Quick answer. In Persian cooking, saffron is everywhere — but always restrained. The classic uses: a bloomed pinch folded into white basmati to make chelow, a separate pile of saffron rice placed on top, the golden tahdig crust at the bottom of the pot, and as the defining color of stews like khoresh-e fesenjan and desserts like sholeh zard.
Bloomed saffron is the foundation
Every Persian saffron dish starts with the same step: 20–30 threads in 2–3 tablespoons of warm water (or rosewater), 15 minutes. The bloom liquid then enters the dish.
Tahdig: the famous crust
Tahdig — literally "bottom of the pot" — is a buttery, saffron-yellow crust formed by cooking basmati in two stages.

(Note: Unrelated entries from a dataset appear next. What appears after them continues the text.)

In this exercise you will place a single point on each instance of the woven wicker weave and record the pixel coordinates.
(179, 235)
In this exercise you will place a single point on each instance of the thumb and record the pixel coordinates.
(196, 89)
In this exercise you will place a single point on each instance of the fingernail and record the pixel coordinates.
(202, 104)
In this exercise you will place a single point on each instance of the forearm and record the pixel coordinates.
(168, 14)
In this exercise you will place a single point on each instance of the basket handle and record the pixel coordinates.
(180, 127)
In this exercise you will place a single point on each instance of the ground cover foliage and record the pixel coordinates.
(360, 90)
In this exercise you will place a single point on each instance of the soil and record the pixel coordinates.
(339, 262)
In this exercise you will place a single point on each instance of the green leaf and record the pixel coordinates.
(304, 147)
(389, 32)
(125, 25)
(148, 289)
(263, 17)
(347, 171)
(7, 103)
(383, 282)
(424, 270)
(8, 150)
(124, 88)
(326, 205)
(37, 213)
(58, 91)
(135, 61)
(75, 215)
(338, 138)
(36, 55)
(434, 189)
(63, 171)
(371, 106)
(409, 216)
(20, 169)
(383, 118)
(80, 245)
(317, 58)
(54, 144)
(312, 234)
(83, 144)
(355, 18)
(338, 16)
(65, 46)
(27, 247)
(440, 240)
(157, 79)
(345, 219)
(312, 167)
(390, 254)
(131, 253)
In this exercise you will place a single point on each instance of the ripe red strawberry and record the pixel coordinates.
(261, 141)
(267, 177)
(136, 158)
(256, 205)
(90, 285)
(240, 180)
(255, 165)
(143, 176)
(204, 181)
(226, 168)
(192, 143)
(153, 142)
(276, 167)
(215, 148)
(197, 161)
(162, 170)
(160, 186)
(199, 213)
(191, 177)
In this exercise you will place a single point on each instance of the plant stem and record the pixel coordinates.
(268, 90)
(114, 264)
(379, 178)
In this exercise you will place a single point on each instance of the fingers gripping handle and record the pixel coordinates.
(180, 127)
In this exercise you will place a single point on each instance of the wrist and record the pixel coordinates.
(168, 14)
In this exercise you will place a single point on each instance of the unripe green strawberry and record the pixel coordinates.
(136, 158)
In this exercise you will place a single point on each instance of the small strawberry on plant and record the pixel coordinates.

The bloom water is folded into a couple of spoonfuls of cooked rice, which then forms the bottom layer in melted butter.
Chelow vs. polo
Chelow is plain white rice. Polo is rice cooked with other ingredients. Saffron-bloomed rice can top either.
Stews (khoresh)
- Khoresh-e fesenjan: Walnut, pomegranate, chicken or duck. Saffron mellows the tang.
- Khoresh-e gheymeh: Yellow split peas, tomato, lamb. Saffron adds depth.
- Khoresh-e bademjan: Eggplant, tomato, lamb. A small pinch of saffron in the broth.
Sweets
- Sholeh zard: Rice pudding with saffron, rosewater, and slivered almonds.
- Bastani sonati: Saffron-rosewater ice cream with pistachios.
- Saffron sherbet (sharbat): A summertime cold drink with rosewater and crushed ice.
Tea
Persian saffron tea is brewed strong, with cardamom and a piece of rock sugar.